91影视

The data is listed for the number of registered pleasure boats and manatee fatalities in Florida.

A scatterplot determines the pattern in any paired set of data.

Steps to sketch a scatterplot:

1. Mark the two variables as pleasure boats and manatee fatalities on x and y-axis, respectively.
2. Mark the observations in a paired form on the graph.

The scatterplotis shown below.

The correlation coefficient formula is

\(r = \frac{{n\sum {xy} - \left( {\sum x } \right)\left( {\sum y } \right)}}{{\sqrt {n\left( {\sum {{x^2}} } \right) - {{\left( {\sum x } \right)}^2}} \sqrt {n\left( {\sum {{y^2}} } \right) - {{\left( {\sum y } \right)}^2}} }}\).

Let variable x be pleasure boats counts and y be the count of manatee fatalities.

The valuesare listedin the table below:

Substitute the values in the formula:

\(\begin{aligned} r &= \frac{{9\left( {69407} \right) - \left( {837} \right)\left( {745} \right)}}{{\sqrt {9\left( {78005} \right) - {{\left( {837} \right)}^2}} \sqrt {9\left( {62449} \right) - {{\left( {745} \right)}^2}} }}\\ &= 0.341\end{aligned}\)

Thus, the correlation coefficient is 0.341.

Definemeasure\(\rho \)as the true correlation measure for the two variables.
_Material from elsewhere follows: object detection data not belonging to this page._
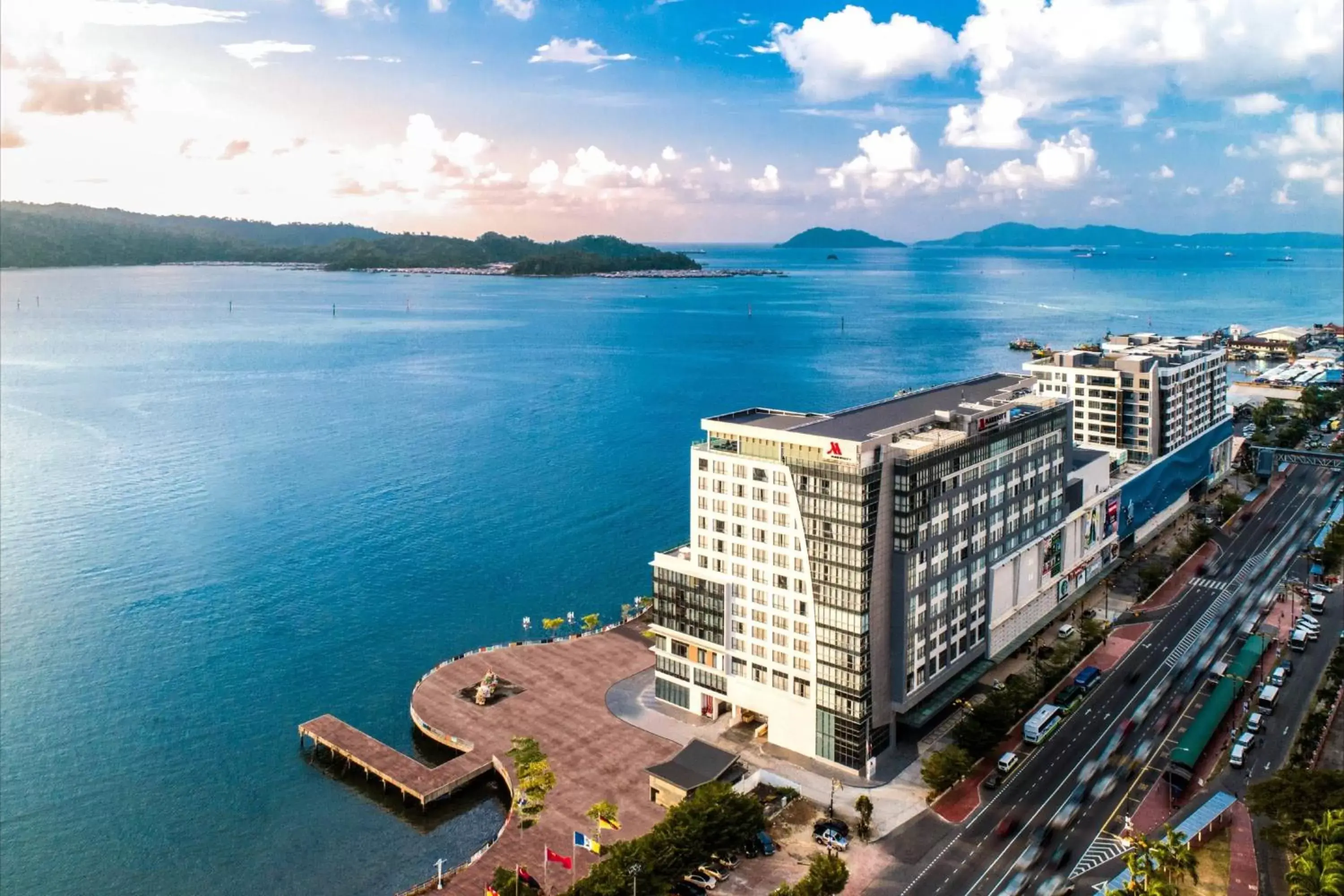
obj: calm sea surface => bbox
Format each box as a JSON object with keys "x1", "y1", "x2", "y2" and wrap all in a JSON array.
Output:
[{"x1": 0, "y1": 247, "x2": 1344, "y2": 893}]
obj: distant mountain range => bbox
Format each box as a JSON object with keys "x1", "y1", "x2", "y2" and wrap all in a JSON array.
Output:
[
  {"x1": 0, "y1": 202, "x2": 699, "y2": 277},
  {"x1": 915, "y1": 222, "x2": 1344, "y2": 249},
  {"x1": 775, "y1": 227, "x2": 906, "y2": 249}
]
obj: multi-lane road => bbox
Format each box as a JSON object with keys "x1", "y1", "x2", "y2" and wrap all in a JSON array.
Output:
[{"x1": 898, "y1": 467, "x2": 1344, "y2": 896}]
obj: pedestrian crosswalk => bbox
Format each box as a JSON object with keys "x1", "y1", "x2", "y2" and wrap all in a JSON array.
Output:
[{"x1": 1068, "y1": 831, "x2": 1129, "y2": 880}]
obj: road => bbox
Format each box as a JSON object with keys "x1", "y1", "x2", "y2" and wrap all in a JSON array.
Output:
[{"x1": 896, "y1": 467, "x2": 1341, "y2": 896}]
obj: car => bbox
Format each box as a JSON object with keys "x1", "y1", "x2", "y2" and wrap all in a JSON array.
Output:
[
  {"x1": 812, "y1": 818, "x2": 849, "y2": 837},
  {"x1": 1012, "y1": 844, "x2": 1046, "y2": 870},
  {"x1": 812, "y1": 827, "x2": 849, "y2": 853},
  {"x1": 1036, "y1": 874, "x2": 1077, "y2": 896},
  {"x1": 696, "y1": 862, "x2": 731, "y2": 880}
]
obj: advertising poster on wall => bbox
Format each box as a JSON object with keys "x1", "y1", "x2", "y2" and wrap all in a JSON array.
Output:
[{"x1": 1040, "y1": 529, "x2": 1064, "y2": 579}]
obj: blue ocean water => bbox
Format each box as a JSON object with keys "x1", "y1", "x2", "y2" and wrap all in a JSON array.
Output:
[{"x1": 0, "y1": 246, "x2": 1344, "y2": 893}]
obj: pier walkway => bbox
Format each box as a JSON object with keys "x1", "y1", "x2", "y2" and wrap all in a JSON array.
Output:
[{"x1": 298, "y1": 623, "x2": 680, "y2": 896}]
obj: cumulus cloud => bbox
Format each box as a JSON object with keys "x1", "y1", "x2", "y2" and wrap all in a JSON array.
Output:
[
  {"x1": 19, "y1": 56, "x2": 134, "y2": 116},
  {"x1": 747, "y1": 165, "x2": 780, "y2": 194},
  {"x1": 223, "y1": 40, "x2": 316, "y2": 69},
  {"x1": 1232, "y1": 93, "x2": 1288, "y2": 116},
  {"x1": 773, "y1": 5, "x2": 962, "y2": 101},
  {"x1": 528, "y1": 38, "x2": 634, "y2": 66},
  {"x1": 219, "y1": 140, "x2": 251, "y2": 161},
  {"x1": 495, "y1": 0, "x2": 536, "y2": 22},
  {"x1": 981, "y1": 128, "x2": 1097, "y2": 196}
]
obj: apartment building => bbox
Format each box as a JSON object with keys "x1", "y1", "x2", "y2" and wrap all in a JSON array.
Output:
[
  {"x1": 1023, "y1": 333, "x2": 1227, "y2": 463},
  {"x1": 652, "y1": 374, "x2": 1071, "y2": 774}
]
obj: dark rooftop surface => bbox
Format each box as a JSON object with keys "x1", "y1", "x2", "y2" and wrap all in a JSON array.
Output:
[
  {"x1": 712, "y1": 374, "x2": 1031, "y2": 441},
  {"x1": 648, "y1": 737, "x2": 737, "y2": 790}
]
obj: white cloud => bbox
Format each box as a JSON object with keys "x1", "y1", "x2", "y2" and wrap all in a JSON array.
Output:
[
  {"x1": 528, "y1": 38, "x2": 634, "y2": 66},
  {"x1": 942, "y1": 94, "x2": 1031, "y2": 149},
  {"x1": 747, "y1": 165, "x2": 780, "y2": 194},
  {"x1": 758, "y1": 5, "x2": 962, "y2": 101},
  {"x1": 223, "y1": 40, "x2": 316, "y2": 69},
  {"x1": 981, "y1": 128, "x2": 1097, "y2": 196},
  {"x1": 495, "y1": 0, "x2": 536, "y2": 22},
  {"x1": 1232, "y1": 93, "x2": 1288, "y2": 116}
]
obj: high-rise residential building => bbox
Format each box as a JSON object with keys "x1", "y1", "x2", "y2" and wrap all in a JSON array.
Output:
[
  {"x1": 652, "y1": 374, "x2": 1071, "y2": 774},
  {"x1": 1023, "y1": 333, "x2": 1227, "y2": 463}
]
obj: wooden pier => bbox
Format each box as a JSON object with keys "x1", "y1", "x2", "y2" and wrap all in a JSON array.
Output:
[{"x1": 298, "y1": 715, "x2": 495, "y2": 809}]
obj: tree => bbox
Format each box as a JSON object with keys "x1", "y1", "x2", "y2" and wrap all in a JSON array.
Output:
[
  {"x1": 919, "y1": 744, "x2": 972, "y2": 795},
  {"x1": 1246, "y1": 767, "x2": 1344, "y2": 846},
  {"x1": 853, "y1": 794, "x2": 872, "y2": 842}
]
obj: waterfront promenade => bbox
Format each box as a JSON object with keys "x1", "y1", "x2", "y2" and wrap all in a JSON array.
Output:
[{"x1": 300, "y1": 623, "x2": 679, "y2": 896}]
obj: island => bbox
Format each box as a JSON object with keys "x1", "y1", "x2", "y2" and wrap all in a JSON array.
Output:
[
  {"x1": 0, "y1": 202, "x2": 702, "y2": 277},
  {"x1": 915, "y1": 222, "x2": 1344, "y2": 249},
  {"x1": 775, "y1": 227, "x2": 906, "y2": 249}
]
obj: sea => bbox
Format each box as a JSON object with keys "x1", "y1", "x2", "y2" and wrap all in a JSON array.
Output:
[{"x1": 0, "y1": 246, "x2": 1344, "y2": 895}]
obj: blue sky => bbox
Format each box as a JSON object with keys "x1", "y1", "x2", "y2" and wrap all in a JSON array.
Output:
[{"x1": 0, "y1": 0, "x2": 1344, "y2": 242}]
For testing the claim, form the hypotheses:

\(\begin{array}{l}{H_o}:\rho = 0\\{H_a}:\rho \ne 0\end{array}\)

The samplesize is9(n).

The test statistic is computed as follows:

\(\begin{aligned} t &= \frac{r}{{\sqrt {\frac{{1 - {r^2}}}{{n - 2}}} }}\\ &= \frac{{0.341}}{{\sqrt {\frac{{1 - {{\left( {0.341} \right)}^2}}}{{9 - 2}}} }}\\ &= 0.9597\\ &\approx 0.960\end{aligned}\)

Thus, the test statistic is 0.960.

The degree of freedom is calculated below:

\(\begin{aligned} df &= n - 2\\ &= 9 - 2\\ &= 7\end{aligned}\)

The p-value is computed from the t-distribution table.

\(\begin{aligned} p{\rm{ - value}} &= 2P\left( {T > 0.960} \right)\\ &= 0.369\end{aligned}\)

Thus, the p-value is 0.369.

Since thep-value is greater than 0.05, the null hypothesis fails to be rejected.

Therefore, there is not sufficient evidence to conclude the existence of a linear correlation between the counts of pleasure boats and manatee boat fatalities.